Pour Charline, c’est même la découverte d’un tout nouveau métier : « Cela fait 2 ans que l’on s’est improvisés personnel de santé pour répertorier les cas de Covid, signaler, isoler, prévenir, informer… » Du côté de Clara, ces difficultés administratives s’ajoutent à toutes les autres : « Les profs se cassent la tête à trier les attestations sur l’honneur des tests négatifs, à envoyer le travail aux covidés et aux absents qui s’auto-isolent et à essayer d’enseigner efficacement toujours masqués ». Charline conclut : « La situation se dégrade d’année en année. Je suis pourtant quelqu’un de positif, qui souhaite toujours avancer, progresser, trouver des solutions. Mais la réalité du terrain me rattrape ».
« Je me sens comme un punching-ball »
Par ailleurs, les enseignants et personnels de l’Éducation nationale se retrouvent également en première ligne face aux familles. Juliette débute: « Je me sens comme un punching-ball qui encaisse la colère de certains parents ». Une réalité également partagée par Charline : « Comme on est les premiers à être en contact avec les familles, qui croyez-vous qu’on agresse quand on n’est pas content des nouveaux protocoles imposés par le Ministre pour son enfant ? ».

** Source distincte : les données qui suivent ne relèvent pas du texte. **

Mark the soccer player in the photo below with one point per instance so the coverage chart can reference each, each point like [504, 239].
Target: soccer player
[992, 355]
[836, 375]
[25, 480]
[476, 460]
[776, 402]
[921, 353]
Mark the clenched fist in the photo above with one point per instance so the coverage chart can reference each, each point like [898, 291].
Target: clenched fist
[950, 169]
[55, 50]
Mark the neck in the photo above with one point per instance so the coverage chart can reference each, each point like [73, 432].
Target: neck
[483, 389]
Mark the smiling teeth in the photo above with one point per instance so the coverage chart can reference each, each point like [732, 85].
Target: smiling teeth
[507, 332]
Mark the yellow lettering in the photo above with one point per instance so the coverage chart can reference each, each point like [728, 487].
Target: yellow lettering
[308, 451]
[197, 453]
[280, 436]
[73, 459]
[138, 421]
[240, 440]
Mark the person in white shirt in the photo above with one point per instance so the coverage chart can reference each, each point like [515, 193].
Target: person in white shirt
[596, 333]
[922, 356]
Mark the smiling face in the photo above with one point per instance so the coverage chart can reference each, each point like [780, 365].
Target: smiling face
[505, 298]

Guillaume poursuit : « Je dois suivre les élèves sur l’orientation, qui sont de plus en plus paumés. Comme les familles, qui se retrouvent encore plus éloignées du lycée à cause du Covid. Je dois aussi gérer les liens avec les familles, dont les enfants sont touchés par la pandémie. C’est lourd à porter ». Un sentiment partagé par Charline : « Les vies scolaires sont tristes, épuisées, souffrent de ne pas pouvoir faire leur travail correctement. » En somme, de la fatigue, de la tristesse et de la colère. Et comme le résume Nicole : « Aujourd’hui, les établissements étouffent ».

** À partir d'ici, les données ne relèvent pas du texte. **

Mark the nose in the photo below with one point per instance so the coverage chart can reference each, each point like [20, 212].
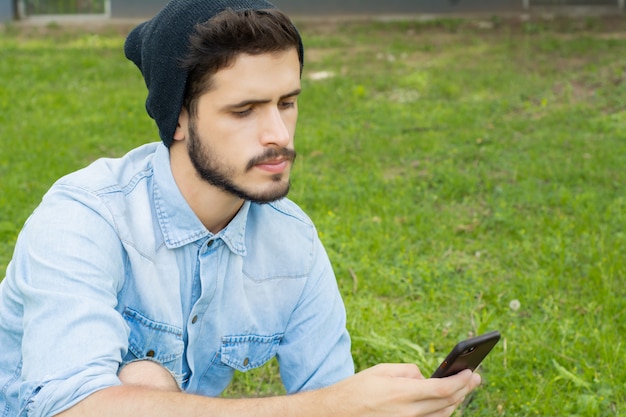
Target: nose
[276, 128]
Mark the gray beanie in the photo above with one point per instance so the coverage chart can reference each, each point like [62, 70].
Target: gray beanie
[158, 46]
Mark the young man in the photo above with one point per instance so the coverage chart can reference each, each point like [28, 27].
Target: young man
[140, 284]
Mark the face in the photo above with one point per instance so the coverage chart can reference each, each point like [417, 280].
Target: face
[242, 138]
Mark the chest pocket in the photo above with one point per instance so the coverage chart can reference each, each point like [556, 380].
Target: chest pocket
[153, 340]
[248, 352]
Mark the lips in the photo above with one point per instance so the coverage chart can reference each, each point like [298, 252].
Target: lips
[273, 160]
[274, 166]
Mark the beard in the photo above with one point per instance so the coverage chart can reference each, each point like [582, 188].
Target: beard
[209, 169]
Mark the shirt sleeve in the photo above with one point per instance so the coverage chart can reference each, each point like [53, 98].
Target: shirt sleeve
[315, 351]
[67, 269]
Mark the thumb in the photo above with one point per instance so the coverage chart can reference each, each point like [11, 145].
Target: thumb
[397, 370]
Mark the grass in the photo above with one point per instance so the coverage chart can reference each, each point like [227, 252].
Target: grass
[464, 177]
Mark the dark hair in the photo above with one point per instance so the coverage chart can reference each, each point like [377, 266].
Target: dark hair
[216, 43]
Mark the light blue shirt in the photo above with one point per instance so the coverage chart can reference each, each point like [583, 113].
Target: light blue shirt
[114, 266]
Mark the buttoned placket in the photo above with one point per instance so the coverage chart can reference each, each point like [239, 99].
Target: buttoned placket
[205, 285]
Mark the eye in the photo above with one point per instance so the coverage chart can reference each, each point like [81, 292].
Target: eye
[243, 113]
[288, 104]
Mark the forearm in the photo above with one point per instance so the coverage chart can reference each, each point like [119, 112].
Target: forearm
[122, 401]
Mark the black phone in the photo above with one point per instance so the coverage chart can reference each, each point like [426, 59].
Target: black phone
[467, 354]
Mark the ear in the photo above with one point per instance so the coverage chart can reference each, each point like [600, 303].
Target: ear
[183, 123]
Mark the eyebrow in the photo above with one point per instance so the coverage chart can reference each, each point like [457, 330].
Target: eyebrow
[249, 102]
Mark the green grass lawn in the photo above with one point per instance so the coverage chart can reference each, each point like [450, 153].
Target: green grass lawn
[464, 177]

Des premières réponses insuffisantes mais de l’espoir pour la suite
Alors finalement, qu’attendre des résultats de la grève du 13 janvier ? Pour Charline, les demandes sont simples : « En vie scolaire, nous demandons l’arrêt des suppressions de postes d’assistants d’éducation à chaque rentrée. Nous demandons des masques, du gel hydroalcoolique, des capteurs de CO2, des directives claires qui ne changent pas tous les jours et la pérennité du contrat des assistants d’éducation. Pour les CPE, être payés pour nos heures supplémentaires. Rien que ça. Le reste on supporte, depuis 2 ans, depuis toujours ». Pour Géraldine Delaye, il y a un espoir : « Quand il y a un mouvement aussi massif et aussi diversifié, on a quand même espoir que le gouvernement se rendre compte que non, tout ne va pas bien. Est-ce que le ministère va fermer des postes dans les lycées et des classes dans les écoles primaires alors que tout le monde dit qu’on manque de moyens et de personnel ? »

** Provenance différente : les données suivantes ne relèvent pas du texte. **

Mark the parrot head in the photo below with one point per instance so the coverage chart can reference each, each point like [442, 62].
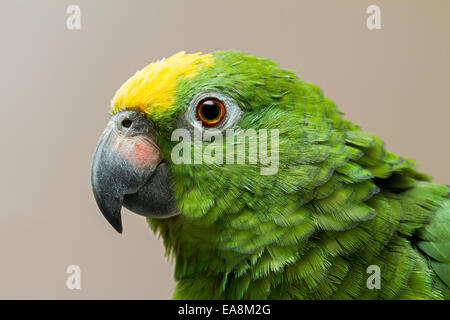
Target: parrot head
[229, 208]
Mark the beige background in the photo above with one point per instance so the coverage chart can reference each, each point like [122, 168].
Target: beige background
[56, 85]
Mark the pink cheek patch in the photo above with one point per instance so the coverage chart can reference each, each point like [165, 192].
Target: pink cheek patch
[139, 152]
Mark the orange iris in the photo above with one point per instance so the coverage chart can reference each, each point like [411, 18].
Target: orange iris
[210, 111]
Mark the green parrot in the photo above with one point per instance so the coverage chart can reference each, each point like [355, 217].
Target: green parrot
[333, 216]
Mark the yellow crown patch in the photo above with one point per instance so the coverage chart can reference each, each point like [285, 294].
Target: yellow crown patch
[152, 89]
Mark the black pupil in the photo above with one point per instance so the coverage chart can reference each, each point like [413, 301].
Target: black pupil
[126, 123]
[210, 110]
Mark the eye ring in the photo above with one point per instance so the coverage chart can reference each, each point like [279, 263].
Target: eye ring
[210, 111]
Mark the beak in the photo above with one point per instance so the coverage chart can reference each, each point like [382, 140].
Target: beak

Pour l’instant, repris par France Info, Jean-Michel Blanquer a annoncé que l’Éducation nationale allait faire appel à 3 300 contractuels supplémentaires et que 5 millions de masques FFP2 seraient “diffusés dans le système scolaire”, notamment pour les enseignants en maternelle. Pour la question du report des épreuves du bac en mars, le ministre l’a également évoquée. En tous les cas, pour Géraldine Dalaye, cette journée du 13 janvier en appellera d’autres : « Le 27 janvier, il y aura une journée consacrée à la revalorisation salariale. Depuis 10 ans, on a perdu 25 % de notre pouvoir d’achat avec le gel du point d’indice. Quoi qu’il en soit, les suites de cette journée c’est avec les collègues que l’on va la construire ».